纪昭南沉默的看着她,黑沉沉的眸子里什么也看不见,夏唯被看得心慌慌,不自在起来,低下头去,脸颊依稀泛起淡淡的红晕。
“爸还在下面等着呢,我……我先下去了。”
纪昭南拉住她,手抚上她鬓间垂落的一缕头发,他的动作让夏唯怔住,然后躲开,他的手心里空了。愣了愣,唇角抿出一抹淡淡的弧度。
“要我留下也可以,但你怎么让我气消?”
声音是轻而缓慢的,带着诱哄的味道,话毕,他微微眯眼,眸子里冷光迸现,唇角也在瞬间便得锋锐起来……
夏唯走到他面前,然后仰起脸,闭上眼睛。
纪昭南看着眼前这张苍白近似透明的脸,长长的睫毛像是蝴蝶的翅翼剧烈的扑闪着,手下的身体因为抑制而紧绷着,却也是颤抖着的。
冷眸一沉,他扬起手臂。
良久,夏唯感到脸上拂过一丝凉意,而不是巴掌落下的火热疼痛时,她疑惑的张开眼睛,甚至没有看清他是怎么动的,他的脸就压了下来,双手狠狠的捧着她的脸,她只来得及张口,便被完完全全的封死。
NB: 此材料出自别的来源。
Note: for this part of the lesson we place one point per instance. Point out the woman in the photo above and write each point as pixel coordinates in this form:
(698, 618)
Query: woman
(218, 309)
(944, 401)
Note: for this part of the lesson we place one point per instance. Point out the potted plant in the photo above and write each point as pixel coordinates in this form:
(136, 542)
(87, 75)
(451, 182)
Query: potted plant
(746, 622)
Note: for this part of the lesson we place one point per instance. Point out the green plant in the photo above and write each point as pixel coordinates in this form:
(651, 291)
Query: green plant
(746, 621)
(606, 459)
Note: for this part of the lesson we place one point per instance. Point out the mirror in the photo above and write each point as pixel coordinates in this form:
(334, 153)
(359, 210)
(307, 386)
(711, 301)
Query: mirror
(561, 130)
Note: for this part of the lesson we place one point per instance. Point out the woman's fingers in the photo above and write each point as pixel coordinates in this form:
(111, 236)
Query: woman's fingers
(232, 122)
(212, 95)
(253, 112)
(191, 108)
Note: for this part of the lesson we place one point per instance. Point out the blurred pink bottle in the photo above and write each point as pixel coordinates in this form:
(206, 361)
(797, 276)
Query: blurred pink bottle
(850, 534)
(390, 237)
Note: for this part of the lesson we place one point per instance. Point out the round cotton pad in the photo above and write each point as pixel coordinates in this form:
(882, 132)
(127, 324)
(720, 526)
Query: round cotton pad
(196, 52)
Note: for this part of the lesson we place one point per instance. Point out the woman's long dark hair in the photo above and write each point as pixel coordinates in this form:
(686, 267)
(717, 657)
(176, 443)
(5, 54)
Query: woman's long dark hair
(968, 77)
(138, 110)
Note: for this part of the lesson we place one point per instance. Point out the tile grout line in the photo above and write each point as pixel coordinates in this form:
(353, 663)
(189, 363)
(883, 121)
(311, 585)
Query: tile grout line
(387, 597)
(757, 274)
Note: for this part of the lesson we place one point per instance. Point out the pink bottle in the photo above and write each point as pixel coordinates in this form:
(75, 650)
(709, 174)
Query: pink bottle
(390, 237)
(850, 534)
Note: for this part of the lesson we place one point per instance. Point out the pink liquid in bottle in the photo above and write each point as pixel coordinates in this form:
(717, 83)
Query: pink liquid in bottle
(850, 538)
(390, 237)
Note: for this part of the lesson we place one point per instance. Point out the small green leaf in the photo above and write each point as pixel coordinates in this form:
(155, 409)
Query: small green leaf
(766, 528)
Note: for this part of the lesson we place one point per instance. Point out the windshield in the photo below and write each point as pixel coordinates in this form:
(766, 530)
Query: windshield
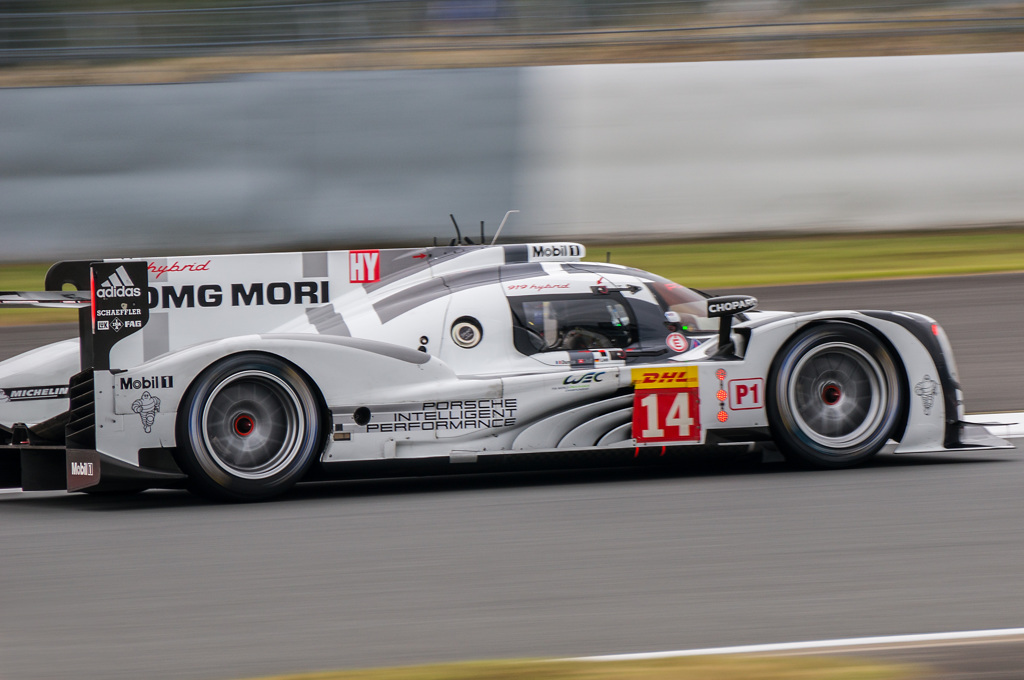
(690, 305)
(573, 323)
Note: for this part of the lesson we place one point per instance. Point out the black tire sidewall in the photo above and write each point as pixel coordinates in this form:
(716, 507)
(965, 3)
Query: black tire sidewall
(208, 478)
(793, 442)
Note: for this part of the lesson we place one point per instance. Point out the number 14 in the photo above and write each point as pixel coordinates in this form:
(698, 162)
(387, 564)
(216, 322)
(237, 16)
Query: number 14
(666, 416)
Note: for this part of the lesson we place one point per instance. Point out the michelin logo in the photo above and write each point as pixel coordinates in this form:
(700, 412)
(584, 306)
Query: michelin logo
(119, 285)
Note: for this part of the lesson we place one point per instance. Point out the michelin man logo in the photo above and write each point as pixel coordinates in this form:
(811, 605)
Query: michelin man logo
(146, 407)
(927, 389)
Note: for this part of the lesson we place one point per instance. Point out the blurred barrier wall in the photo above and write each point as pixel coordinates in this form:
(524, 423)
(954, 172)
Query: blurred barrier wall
(662, 150)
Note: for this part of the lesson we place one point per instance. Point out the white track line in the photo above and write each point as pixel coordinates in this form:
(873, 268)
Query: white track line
(1000, 424)
(812, 644)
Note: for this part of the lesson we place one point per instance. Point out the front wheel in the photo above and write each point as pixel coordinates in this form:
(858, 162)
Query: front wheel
(248, 429)
(835, 395)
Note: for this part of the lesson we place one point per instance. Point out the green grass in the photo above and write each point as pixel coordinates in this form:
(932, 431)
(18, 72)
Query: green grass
(735, 262)
(689, 668)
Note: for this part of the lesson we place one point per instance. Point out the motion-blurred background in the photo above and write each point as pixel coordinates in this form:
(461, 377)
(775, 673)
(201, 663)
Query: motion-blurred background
(151, 126)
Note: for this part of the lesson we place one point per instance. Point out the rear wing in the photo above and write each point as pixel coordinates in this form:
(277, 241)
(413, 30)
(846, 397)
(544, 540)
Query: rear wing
(47, 299)
(111, 298)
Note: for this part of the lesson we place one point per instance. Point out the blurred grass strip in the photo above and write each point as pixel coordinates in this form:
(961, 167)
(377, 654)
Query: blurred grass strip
(689, 668)
(741, 261)
(22, 277)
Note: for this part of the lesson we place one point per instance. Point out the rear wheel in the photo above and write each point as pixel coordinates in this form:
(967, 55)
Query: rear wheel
(248, 429)
(835, 395)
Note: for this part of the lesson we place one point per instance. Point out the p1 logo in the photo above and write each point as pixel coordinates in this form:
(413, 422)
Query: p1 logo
(747, 394)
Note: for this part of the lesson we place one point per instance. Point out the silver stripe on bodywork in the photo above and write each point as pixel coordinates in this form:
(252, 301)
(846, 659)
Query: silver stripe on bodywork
(327, 321)
(314, 265)
(157, 336)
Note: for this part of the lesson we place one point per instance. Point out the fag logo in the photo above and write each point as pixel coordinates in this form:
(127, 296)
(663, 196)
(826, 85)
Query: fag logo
(658, 378)
(364, 266)
(119, 285)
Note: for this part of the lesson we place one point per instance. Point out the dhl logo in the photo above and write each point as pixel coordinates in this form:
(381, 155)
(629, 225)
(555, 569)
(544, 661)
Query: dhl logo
(654, 378)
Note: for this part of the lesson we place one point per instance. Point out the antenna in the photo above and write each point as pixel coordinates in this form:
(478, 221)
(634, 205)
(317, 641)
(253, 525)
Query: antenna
(501, 226)
(458, 234)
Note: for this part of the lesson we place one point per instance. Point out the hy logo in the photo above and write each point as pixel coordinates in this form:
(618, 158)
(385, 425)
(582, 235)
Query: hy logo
(119, 285)
(364, 266)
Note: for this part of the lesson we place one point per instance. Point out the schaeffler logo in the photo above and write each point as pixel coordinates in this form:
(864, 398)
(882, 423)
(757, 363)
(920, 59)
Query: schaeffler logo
(119, 285)
(364, 266)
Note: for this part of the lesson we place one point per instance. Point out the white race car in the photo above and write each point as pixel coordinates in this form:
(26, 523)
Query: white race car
(238, 376)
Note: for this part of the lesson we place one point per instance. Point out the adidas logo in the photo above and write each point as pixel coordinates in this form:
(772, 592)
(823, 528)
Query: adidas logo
(119, 285)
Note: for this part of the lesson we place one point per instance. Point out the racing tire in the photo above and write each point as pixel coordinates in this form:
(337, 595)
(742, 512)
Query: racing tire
(248, 429)
(835, 396)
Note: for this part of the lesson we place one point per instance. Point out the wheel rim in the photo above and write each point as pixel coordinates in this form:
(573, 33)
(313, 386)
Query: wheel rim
(252, 425)
(838, 395)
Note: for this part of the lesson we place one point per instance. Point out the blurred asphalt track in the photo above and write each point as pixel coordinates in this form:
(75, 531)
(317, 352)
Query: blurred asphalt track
(543, 563)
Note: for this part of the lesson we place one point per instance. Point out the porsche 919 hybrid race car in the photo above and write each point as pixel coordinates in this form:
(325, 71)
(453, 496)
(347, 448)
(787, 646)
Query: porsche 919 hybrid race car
(238, 376)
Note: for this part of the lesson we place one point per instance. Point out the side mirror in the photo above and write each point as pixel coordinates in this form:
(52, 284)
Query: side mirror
(725, 307)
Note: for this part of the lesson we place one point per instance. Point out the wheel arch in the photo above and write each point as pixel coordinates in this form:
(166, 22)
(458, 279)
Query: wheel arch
(903, 416)
(323, 411)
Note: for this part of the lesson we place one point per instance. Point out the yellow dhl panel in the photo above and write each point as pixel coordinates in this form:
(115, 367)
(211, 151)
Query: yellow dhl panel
(685, 376)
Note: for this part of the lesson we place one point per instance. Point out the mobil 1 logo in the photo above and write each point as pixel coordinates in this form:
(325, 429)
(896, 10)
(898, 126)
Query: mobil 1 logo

这个粗暴霸道,带着愤怒,灼烧得她的嘴唇像火烧一般的疼,她蹙眉,用手去推他。
他稍稍移开她,在她的唇边,喘息道:“自我出生,你是第一个给我耳光的女人!”
他说这话的同时,嘴里的热气全部灌输到她的口腔里,像他的怒气一样带着灼伤人的温度。长长的睫毛颤了好几下,她才敢睁开眼睛,水漾的眼眸里充满了惊惧,却兀自强装镇定:
“我不想说对不起,是你说的太过分了……唔……”
纪昭南封住她的唇,拖出她的舌头,狠狠的吸允舔舐了一番,然后微微一用力,夏唯吃疼,推开他,用手一擦,手背上有了血迹。
“我以为你已经习惯了。”
纪昭南用舌尖舔了舔唇角的血迹,笑着说,真如嗜血的恶魔。
“你!”
夏唯气急,不再和他说什么,用力的去擦嘴唇,就知道他不会那么轻易的饶过她,可是,现在这幅模样,一会儿怎么见爸爸和曼姨?
纪昭南低头一边缠着松掉的绷带,一边说:“你委曲求全的留我下来,不就是想在他们面前表现你这个纪家少奶奶做得很称职,很孝顺吗?现在我留下来了,而且还送给你一份可以昭显我们伉俪情深,情意缠绵的大礼,你不说声谢谢也就罢了,怎么还一副生气的模样?”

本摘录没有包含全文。